Every entrepreneur who is raising capital has imagined the scenario of meeting and pitching an investor in person. Whether this is an informal coffee meeting or a full-on presentation in the board room, these meetings don’t magically happen. Getting the “meeting” that ultimately leads to capital can be tricky, because in today’s funding world, the process is still largely driven by relationships. What if you just don’t know anyone? The relationship component makes getting a VC introduction challenging.
Put yourself in the investors’ shoes. Can you blame them for demanding a referral or introduction? The reality is, equity investors are constantly getting solicited: a dozen of pitch decks a week, 5 or 6 phone calls a day, and lots of emails. If you’re being sold to all the time, it’s only natural to prioritize your inquiries by relying on referrals from personal network.
When an investor hands over the check, they are committed to financial risk—and they’ll be part owners of your company. Having someone vouch for you is vitally important to build trust. Plus, every investor looks for a specific funding profile, and often the criteria is not always presented clearly in the pitch. Referrals separate the wheat from the chaff.
While getting initial referrals may seem daunting, remember that it’s actually much more effective to reach out this way than soliciting potential investors cold. So really think about crafting a strategy that will get your foot in the door of the right investors.
Here are five ways you can build, expand and leverage your network to increase your chances of getting investors referrals.
1. You know more people than you think
To get a personal referral to a potential investor, start with your existing network. The good news is your existing network is likely much bigger than you realize. Step back and do an inventory of everyone you know — friends, family, neighbors, former schoolmates and coworkers, the parents of the kids on your kids’ soccer team. Whenever possible, add these people to your social networks like LinkedIn and Facebook. Proactively browse the lists of “people you may know.” Think about who might be valuable to invite out for coffee — then propose a short (30 to 60 minute) coffee date.

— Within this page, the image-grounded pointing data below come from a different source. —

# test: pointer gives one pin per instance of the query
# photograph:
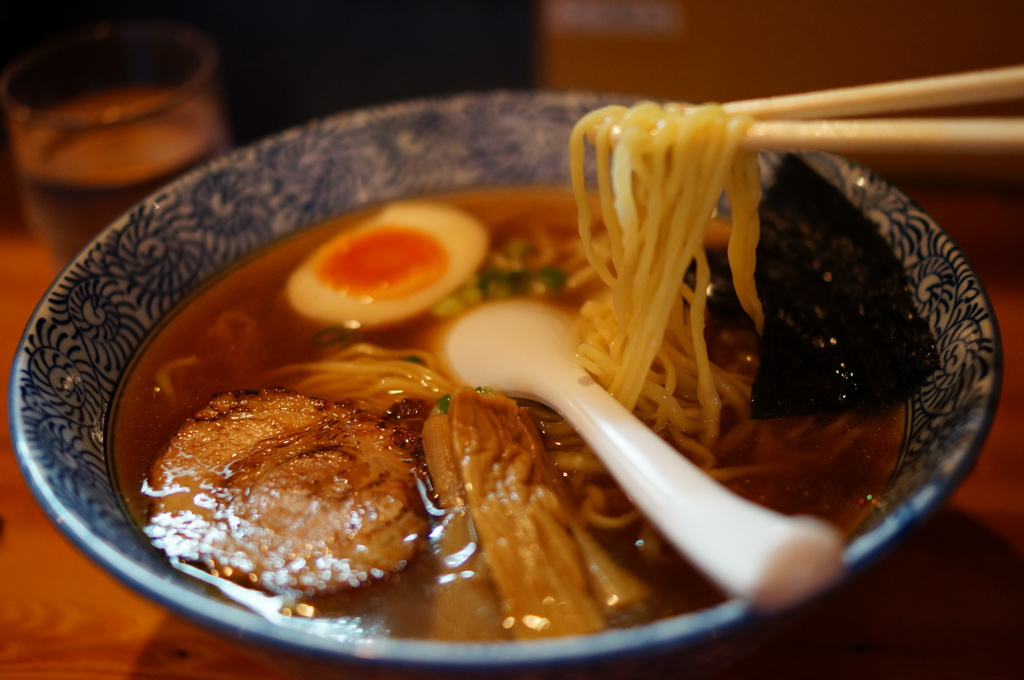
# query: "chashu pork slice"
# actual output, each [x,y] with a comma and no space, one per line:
[288,494]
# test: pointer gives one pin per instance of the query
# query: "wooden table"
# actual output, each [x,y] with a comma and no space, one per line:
[949,603]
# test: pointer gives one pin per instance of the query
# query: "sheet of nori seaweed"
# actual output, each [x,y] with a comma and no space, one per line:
[841,330]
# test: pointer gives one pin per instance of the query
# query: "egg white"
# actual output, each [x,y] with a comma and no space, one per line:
[463,238]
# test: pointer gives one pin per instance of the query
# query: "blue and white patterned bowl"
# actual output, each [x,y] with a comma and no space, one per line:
[83,335]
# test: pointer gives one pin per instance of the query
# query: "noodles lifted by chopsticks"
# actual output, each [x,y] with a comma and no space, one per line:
[660,173]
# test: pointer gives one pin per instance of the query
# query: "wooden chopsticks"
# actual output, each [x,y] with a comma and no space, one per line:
[782,122]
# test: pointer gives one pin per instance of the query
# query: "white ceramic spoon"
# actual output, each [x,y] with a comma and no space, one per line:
[771,560]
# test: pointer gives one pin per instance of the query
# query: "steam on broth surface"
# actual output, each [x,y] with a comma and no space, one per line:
[241,333]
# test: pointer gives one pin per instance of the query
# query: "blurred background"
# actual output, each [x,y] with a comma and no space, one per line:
[288,61]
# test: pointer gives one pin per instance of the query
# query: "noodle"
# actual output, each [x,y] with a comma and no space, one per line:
[374,376]
[660,173]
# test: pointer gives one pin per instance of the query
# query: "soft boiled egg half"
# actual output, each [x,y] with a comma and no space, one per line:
[393,266]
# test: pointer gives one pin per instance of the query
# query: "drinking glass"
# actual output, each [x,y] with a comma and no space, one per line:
[100,117]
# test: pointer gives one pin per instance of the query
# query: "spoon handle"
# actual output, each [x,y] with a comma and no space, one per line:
[769,559]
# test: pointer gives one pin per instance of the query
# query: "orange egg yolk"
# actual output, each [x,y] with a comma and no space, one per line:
[383,262]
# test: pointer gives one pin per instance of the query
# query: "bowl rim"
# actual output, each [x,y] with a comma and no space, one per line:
[690,630]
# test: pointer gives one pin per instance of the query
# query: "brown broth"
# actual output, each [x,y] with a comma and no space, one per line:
[239,330]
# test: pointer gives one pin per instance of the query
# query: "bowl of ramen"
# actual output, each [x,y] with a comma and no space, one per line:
[237,400]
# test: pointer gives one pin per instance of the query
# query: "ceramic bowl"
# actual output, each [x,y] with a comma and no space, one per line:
[82,338]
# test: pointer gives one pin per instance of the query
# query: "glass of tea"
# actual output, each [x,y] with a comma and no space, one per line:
[101,117]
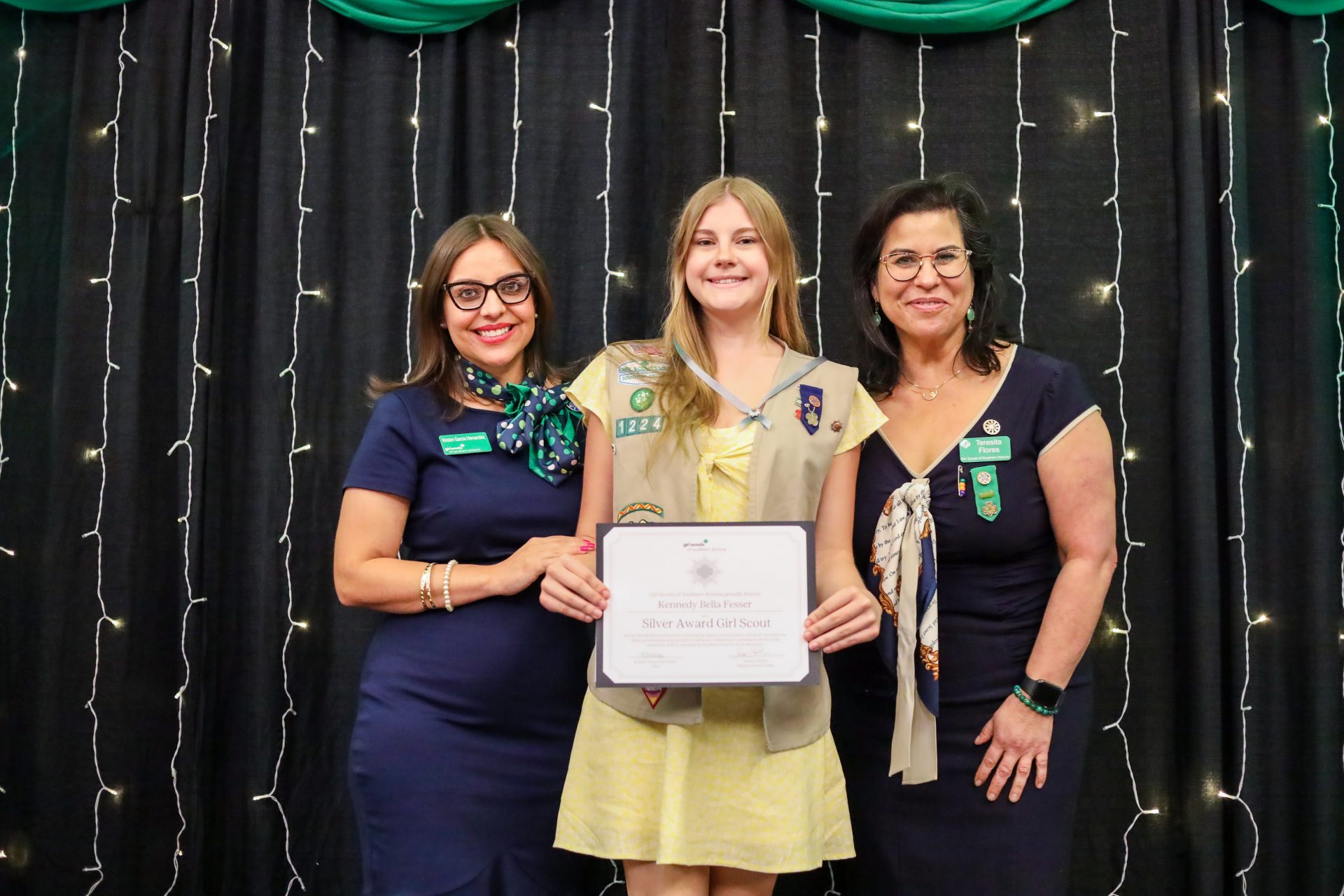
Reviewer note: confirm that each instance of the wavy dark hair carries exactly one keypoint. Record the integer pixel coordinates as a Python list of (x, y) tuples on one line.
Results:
[(881, 344), (436, 355)]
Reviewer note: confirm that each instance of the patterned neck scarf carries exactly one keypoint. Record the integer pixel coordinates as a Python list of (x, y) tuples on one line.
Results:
[(905, 559), (538, 418)]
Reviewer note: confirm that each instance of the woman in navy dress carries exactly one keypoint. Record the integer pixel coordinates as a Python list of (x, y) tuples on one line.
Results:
[(992, 491), (460, 495)]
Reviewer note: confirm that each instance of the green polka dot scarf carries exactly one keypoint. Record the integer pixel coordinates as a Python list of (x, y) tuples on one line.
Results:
[(539, 419)]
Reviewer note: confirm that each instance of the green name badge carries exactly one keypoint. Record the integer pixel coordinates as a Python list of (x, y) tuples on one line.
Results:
[(465, 444), (988, 501), (997, 448), (638, 425)]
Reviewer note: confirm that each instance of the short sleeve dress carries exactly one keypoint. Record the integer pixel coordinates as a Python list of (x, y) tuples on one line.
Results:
[(993, 583), (465, 719), (706, 794)]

Once you’ve reached out to everyone you know, take a look at their networks. A great way to expand your sphere of influence is to spend time meeting and talking with people that are second degree to your immediate network.
2. Leverage social media
Social media has fundamentally changed how people interact with each other, creating a platform where strangers can become friends and profiles are the equivalent of resumes. If you want to cast the widest net when building your network, be sure to have a strong social media presence, both personally and professionally. Create profiles that accurately portray you and your company, then use these profiles to push out valuable content and participate in relevant conversations. Leveraging these tools will help build trust within your existing network and give new contacts a chance to better understand the work you’re doing and the value you bring.
3. Plug into the local community
It’s easy to get caught in the daily grind of running your business and courting potential investors. The risk is that you narrow your field of vision and influence. Try to get out whenever you can and make new face-to-face contacts. Attend local meet-ups, offer to be a mentor or volunteer at a local university, and seek out events that bring the startup community together. We often meet entrepreneurs at local events, and it always surprises me how many old and new faces we see every time.
You’ll likely interact with a whole new group of people this way, and you never know when or how these new connections might lead you to the perfect investor for your company.
4. Be thoughtful when you reach out
Sometimes it can feel awkward to ask someone you don’t know well for referrals or introductions. The truth is that many people are willing to help—but you need to make it easy for them. Be specific about your goals, respectful of their time, and considerate about what’s a reasonable ask. For example, if you want to ask for an introduction, don’t send a 10-page business plan with no explanation and expect them to forward it on. Do the legwork. Be personable. Make it easy for people.
5. Reciprocate and have gratitude
Asking for favors all the time is no fun, so when networking, always think about what you can do to reciprocate. The more you can genuinely help others, the more they will be willing to help you. Remember, no one is required to help you. They do it by choice and goodwill. Expressing gratitude whenever you can is the best way to motivate the good connectors and build long-term relationships with your network.